- The plant, which was announced two years ago, was now accepted by the Kenyan government.
- To use this service, a telephone and a 4G or LTE internet connection must be provided.
- Every 120 days, a new balloon will be entering Kenya by means of wind currents.
Ballon Internet technology, from Google’s sister company Loon, was launched officially in Kenya, and will provide internet service in rural areas. The technology will offer 4G telephone services to enable people to regularly make telephone or video calls and connect to social networks.
The plant, which was announced two years ago, was now accepted by the Kenyan government. This is a new technology that is being used globally for the first time. It is a technology that uses an air balloon of 20 miles (20 Km) above ground, and is equipped within the ball with the ability to communicate with the underground communication equipment of Telkom Kenya.
Its infrastructure is still being developed, but has achieved a point that Kenyans can take advantage of. To use this service, a telephone and a 4G or LTE internet connection must be provided.
The ballon is powered by solar energy, and must first be lifted like a regular balloon. With the gaps which currently exist in Kenya in internet access, they have been motivated and blown away in Central America, and took about four weeks to arrive in Kenya. The balloon has crossed the Atlantic Ocean, the Indian Ocean in Mombasa, and it reached the Baringo area.
Every 120 days, a new balloon will be entering Kenya by means of wind currents. This 4G balloon communication technology has been tested for 35,000 people, and for starters, the service will be available in an area of 50,000 square kilometers.
This period of coronavirus across the globe has completely changed the communication, work habits, and now the main way of carrying out daily activities, from businesses to organizations and so on through the internet. However, many rural people are especially challenged to develop normal activities. This balloon technology service arrives in areas that do not have a standard communication system.

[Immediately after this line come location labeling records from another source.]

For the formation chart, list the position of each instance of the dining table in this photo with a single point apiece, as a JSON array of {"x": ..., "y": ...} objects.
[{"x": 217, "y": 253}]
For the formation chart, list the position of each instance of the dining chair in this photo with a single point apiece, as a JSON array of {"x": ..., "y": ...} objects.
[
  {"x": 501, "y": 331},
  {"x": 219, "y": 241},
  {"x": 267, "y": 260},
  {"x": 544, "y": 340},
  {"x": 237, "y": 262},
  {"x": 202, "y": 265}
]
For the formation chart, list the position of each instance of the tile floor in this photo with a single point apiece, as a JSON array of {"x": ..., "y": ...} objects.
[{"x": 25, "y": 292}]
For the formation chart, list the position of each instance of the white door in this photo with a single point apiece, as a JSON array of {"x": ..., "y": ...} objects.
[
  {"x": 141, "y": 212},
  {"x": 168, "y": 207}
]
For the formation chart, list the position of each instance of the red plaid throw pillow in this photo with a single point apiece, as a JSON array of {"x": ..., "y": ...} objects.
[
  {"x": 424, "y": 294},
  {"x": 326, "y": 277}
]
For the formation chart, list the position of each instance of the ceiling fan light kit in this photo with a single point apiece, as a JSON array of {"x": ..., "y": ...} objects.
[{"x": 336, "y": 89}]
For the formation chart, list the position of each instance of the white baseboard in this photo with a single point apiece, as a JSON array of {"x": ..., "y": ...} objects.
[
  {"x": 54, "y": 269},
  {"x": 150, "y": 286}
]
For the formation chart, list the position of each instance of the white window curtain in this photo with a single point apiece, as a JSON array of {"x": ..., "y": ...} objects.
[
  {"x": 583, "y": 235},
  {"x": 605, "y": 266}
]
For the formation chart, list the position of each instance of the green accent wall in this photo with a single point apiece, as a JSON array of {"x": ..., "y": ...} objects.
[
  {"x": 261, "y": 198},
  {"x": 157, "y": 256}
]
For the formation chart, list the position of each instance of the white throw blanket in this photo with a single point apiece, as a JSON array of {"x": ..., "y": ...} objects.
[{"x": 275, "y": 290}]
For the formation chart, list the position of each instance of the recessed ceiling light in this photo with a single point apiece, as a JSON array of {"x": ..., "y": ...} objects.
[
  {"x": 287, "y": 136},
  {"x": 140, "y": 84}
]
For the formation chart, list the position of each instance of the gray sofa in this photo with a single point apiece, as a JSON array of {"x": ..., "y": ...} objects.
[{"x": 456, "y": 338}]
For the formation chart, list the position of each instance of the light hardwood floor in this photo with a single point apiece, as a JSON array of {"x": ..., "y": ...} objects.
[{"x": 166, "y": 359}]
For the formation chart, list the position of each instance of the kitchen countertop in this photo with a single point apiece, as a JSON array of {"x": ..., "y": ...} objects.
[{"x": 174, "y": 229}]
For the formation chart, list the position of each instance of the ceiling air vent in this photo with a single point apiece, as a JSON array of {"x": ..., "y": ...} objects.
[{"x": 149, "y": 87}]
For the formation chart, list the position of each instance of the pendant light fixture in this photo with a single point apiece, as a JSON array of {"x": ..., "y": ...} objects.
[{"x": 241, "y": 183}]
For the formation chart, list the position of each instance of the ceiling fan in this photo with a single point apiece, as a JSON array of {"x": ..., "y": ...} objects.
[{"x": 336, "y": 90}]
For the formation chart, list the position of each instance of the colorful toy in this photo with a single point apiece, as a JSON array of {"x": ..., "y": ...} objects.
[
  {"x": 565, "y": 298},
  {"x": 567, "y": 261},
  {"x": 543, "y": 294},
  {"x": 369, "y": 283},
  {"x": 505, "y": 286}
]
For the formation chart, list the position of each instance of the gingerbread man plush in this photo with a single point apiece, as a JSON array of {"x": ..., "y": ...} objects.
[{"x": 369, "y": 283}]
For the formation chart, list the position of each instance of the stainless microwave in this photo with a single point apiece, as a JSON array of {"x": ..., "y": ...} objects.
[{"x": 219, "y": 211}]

By default, the customer will see no difference to any other service in the sense that you will not be able to determine whether this service is of ballistic technology or of groundwater communication, or even the data side. But Telkom Kenya’s head of telecommunications technology company, Mugo Kibati, says the company will try to make sure the cost of data does not differ from the original service.

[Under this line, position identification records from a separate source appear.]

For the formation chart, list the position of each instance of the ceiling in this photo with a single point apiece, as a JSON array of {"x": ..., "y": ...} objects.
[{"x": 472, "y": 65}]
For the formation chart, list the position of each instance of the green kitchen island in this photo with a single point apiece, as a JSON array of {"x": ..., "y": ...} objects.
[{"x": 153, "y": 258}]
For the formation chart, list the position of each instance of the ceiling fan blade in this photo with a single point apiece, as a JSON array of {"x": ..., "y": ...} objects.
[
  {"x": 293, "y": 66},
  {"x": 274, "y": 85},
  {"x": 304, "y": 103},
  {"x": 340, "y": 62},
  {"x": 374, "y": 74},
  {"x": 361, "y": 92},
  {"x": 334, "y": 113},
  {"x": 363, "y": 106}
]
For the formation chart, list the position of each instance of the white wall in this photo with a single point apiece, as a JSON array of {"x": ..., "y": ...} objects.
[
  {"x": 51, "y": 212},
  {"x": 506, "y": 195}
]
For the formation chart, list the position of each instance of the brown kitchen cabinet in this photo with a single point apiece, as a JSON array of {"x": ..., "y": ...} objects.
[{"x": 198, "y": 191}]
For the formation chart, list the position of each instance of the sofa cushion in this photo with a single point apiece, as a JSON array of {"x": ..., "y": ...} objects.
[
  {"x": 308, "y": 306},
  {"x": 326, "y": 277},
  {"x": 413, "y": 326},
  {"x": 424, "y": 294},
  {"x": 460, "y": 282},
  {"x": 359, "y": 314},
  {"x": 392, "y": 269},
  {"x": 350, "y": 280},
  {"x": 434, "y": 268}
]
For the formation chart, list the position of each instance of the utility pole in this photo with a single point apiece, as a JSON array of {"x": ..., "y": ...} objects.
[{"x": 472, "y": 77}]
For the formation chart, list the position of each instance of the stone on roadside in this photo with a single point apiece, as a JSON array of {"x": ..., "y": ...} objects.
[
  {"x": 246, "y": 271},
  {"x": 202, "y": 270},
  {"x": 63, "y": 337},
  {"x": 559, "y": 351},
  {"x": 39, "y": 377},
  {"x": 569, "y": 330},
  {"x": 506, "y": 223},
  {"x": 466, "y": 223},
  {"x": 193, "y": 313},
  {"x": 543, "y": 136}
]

When negotiations began between Kenya and the service provider, Loon, the balloon was only sitting in the sky for 60 days. Two years later, the company has upgraded the service, and now the balloon can stay in the air for up to 120 days.

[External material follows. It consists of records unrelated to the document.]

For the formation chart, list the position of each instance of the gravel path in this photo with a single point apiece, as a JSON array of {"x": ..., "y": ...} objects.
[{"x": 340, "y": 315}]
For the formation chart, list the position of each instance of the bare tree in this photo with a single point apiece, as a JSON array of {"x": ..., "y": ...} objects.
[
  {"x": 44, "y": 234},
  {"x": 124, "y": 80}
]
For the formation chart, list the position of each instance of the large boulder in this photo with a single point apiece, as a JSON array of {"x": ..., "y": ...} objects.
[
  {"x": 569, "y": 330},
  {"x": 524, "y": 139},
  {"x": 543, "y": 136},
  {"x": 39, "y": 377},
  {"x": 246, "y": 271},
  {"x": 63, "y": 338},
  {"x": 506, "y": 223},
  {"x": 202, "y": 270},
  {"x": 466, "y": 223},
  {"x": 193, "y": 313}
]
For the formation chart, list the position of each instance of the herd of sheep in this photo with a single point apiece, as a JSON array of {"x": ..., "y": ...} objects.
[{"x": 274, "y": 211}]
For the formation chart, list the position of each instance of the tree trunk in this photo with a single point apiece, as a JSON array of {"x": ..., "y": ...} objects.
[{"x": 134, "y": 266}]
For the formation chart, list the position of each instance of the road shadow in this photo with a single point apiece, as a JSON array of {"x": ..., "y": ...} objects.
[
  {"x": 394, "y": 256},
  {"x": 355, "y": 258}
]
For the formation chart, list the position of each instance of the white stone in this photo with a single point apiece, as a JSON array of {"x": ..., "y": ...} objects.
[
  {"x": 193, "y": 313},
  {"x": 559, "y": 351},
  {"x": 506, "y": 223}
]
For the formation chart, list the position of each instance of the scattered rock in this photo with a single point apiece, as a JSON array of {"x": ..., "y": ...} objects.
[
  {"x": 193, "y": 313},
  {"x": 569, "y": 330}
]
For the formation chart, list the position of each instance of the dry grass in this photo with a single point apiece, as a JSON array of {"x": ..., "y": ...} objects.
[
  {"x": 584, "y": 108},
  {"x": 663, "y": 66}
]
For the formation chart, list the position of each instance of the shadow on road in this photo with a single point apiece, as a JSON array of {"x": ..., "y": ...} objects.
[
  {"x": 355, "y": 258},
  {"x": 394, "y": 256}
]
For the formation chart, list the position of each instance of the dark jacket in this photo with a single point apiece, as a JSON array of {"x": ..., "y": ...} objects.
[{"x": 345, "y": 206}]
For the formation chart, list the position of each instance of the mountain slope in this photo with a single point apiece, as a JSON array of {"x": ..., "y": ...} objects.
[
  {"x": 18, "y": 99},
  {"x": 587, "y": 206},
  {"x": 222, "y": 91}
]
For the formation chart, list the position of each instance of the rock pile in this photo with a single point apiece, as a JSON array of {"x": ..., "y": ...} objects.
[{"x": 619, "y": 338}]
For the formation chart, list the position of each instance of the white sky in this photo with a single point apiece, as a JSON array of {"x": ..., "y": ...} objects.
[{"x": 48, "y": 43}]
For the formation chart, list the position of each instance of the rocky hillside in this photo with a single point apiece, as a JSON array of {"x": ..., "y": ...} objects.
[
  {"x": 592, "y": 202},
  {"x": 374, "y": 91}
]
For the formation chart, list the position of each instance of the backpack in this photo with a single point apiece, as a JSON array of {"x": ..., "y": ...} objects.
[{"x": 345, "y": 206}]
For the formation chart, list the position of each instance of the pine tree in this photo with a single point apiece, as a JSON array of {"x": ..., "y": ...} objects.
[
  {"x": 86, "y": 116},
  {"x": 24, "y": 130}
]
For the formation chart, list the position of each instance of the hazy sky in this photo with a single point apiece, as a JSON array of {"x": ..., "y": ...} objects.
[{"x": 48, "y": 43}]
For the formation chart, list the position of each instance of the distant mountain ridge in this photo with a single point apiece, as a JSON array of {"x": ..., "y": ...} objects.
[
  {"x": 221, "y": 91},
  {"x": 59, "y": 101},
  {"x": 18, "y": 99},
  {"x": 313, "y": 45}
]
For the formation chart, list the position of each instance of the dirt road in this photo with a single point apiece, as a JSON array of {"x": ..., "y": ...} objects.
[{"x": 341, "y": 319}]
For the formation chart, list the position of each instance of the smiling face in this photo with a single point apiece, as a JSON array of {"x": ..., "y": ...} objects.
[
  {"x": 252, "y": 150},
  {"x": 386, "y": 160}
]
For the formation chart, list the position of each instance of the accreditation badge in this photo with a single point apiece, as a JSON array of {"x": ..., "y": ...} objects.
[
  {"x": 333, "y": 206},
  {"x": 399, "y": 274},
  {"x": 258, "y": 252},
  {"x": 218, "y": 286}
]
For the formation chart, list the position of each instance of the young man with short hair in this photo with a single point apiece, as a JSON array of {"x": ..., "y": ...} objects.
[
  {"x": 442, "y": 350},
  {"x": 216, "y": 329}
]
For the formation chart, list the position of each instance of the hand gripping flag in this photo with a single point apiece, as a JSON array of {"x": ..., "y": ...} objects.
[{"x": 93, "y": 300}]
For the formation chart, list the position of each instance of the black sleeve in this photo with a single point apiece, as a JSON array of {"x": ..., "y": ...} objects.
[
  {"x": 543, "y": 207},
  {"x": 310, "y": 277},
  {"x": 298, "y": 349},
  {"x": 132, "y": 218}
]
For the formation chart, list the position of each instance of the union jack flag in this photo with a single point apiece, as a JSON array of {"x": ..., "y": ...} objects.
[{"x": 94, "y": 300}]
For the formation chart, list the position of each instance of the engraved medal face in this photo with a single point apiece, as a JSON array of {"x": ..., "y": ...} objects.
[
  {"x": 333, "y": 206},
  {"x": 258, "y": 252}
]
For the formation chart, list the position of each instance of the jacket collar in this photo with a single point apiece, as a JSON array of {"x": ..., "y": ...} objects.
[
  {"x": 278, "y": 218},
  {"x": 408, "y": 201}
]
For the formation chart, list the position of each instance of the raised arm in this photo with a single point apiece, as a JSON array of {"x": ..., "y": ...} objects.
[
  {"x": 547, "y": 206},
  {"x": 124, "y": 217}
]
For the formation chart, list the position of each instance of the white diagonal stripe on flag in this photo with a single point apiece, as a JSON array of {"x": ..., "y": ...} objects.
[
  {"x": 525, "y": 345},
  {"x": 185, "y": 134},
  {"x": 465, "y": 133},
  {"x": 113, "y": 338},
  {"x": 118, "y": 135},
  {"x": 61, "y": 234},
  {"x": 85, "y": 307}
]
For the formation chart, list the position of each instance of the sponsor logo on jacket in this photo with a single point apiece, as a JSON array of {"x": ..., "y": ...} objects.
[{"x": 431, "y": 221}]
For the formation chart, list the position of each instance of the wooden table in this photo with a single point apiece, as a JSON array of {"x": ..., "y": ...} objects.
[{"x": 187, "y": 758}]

There is the hope of enhancing this service even further, not only for in-balloon technology, but also for the entire service. One of the sites tested showed that video download speeds were 18.9Mbps (megabytes per second), while online upload speeds were 4.7Mbps.
This service has not been upgraded because it is new, but there is hope that it will improve. In the meantime, this service is being monitored to support communication during this coronavirus.
In addition, Kenya has plans to enable the ministry to reach other areas that have had communication challenges. In 2018, Loon Company partnered with Telkom Kenya in providing commercial services.
Loon CEO Alastair Westgarth pointed out that the coronavirus pandemic means that all partners (Loon company, Telkom Kenya, and the state) work to secure high-speed internet service. In addition, Mugo Kibati, Chief of Telkom Kenya, said, “this is a major step in the African Internet service.”
However, some critics say it would be better if the service had been available to other African countries, as Kenya estimates that 39 million out of 48 million people are online. The Loon Company balloon was first used in Peru during the earthquake.